So you want to work for JPMorgan? It is, after all the top investment bank in the world on many measures according to this helpful chart from research firm Coalition.
However, getting a job at JPMorgan is even harder than getting a job at supermarket chain Aldi (where thousands of people queued for three hours at the weekend for just 40 jobs).
We've looked at three recent additions to JPMorgan's investment bank in London according to the Financial Conduct Authority's (FCA's) Register. Some of them joined in late 2013, but have only just been registered by the bank. Others joined more recently. This is what they inform you about your chances of infiltrating Jamie Dimon's behemoth.

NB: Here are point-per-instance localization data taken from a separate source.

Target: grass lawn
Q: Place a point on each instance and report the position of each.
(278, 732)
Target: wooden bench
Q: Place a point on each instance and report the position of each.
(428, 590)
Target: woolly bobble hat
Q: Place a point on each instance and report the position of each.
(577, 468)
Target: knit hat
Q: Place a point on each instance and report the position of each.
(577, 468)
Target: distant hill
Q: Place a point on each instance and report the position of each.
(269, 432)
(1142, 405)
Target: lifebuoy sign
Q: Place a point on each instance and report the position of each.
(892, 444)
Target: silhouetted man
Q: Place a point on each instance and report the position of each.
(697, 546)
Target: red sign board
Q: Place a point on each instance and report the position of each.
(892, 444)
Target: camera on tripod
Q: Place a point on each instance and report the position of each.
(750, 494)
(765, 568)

Who? An Italian by birth, Barracchia studied philosophy (unusually) at Milan university. He started his career in PR consulting rather than banking, working with clients such as Yahoo. From there, he got a job at Intermonte SIM Spa, an Italian brokerage. Two and a half years later he joined Oppenheimer, where he spent two and a half years before jumping to JPM.

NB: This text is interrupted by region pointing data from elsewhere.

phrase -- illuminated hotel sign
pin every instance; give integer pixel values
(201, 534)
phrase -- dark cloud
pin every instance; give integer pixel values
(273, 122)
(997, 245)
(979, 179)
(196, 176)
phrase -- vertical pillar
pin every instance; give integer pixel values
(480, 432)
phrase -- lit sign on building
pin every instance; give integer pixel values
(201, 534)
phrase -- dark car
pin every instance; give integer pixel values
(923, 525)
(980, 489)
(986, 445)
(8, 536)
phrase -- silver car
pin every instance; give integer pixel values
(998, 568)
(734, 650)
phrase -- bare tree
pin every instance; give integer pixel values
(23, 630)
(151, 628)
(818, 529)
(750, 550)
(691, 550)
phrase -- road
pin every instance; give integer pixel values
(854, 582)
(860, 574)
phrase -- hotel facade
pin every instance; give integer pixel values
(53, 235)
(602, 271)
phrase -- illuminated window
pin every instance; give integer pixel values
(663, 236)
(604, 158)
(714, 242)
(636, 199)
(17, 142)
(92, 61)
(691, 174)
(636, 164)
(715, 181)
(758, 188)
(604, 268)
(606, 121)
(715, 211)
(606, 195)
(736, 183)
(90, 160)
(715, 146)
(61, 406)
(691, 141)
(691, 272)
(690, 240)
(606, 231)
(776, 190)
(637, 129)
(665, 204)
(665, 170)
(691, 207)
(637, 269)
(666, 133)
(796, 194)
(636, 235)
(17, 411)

What you can learn from Barracchia: Barracchia demonstrates the classic leapfrogging-up-the-ladder technique of getting into a big U.S. bank: start small at an unheard of institution, change jobs to a more prestigious firm every 2.5 years or so...
Who? Holden graduated in economics from the UK's Warwick University in August 2013. A top student, Holden did everything right. He got four A stars and one A at A level, left Warwick with a first class degree, ranked in the top ten out of 300 students at the university and was named one of the 'ones to watch' by student talent-spotting agency Fresh Minds. He was a summer intern at JPM in 2012 and a 'campus ambassador' for the bank whilst still at university.

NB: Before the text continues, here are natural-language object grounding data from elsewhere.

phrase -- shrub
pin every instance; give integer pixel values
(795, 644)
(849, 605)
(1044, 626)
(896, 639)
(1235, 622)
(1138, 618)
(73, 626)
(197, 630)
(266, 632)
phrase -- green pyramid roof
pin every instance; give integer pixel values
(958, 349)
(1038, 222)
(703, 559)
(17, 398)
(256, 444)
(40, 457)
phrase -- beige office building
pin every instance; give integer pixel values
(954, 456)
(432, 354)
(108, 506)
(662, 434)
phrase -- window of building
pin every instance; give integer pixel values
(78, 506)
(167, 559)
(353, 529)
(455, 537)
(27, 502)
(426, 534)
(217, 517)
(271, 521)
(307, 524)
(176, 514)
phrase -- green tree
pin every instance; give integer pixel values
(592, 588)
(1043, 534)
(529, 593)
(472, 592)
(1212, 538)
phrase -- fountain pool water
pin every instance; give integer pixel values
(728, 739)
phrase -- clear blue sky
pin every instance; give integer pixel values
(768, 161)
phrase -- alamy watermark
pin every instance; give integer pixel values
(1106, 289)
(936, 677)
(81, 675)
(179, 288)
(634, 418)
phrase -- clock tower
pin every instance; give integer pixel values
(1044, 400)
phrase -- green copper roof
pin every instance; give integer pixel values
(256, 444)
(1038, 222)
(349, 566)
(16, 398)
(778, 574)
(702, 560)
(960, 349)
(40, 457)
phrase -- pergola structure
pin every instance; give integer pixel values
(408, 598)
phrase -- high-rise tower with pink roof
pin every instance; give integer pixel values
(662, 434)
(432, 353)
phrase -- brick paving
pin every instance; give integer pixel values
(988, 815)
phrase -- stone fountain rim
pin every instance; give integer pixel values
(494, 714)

What you can learn from Holden: JPMorgan likes its recruits pristine. It's worth noting, however, that despite Holden's immaculate CV, he hasn't joined the US bank in a front office sales, trading or advisory job, but is working in risk. Don't assume that risk jobs at JPMorgan are easy to get, therefore.
Who? Chinese-born Liu attended Tsinghua University in Beijing and studied mechanics and information systems. From there, he went to Carnegie Mellon University in the U.S., where a masters in finance led to a prop trading role at Citi in New York. After two years and six months at Citi, he went to Morgan Stanley. And after one year at Morgan Stanley in New York, he joined JPMorgan in London - achieving a promotion from associate to vice president in the process.
What you can learn from Liu: JPMorgan will hire you in London if you're not an EU citizen and don't automatically have a right to work in the UK. Jumping from job to job early in your banking career will not necessarily kill your chances of getting into a top bank. And it is still possibly to achieve a promotion from associate to VP by changing jobs.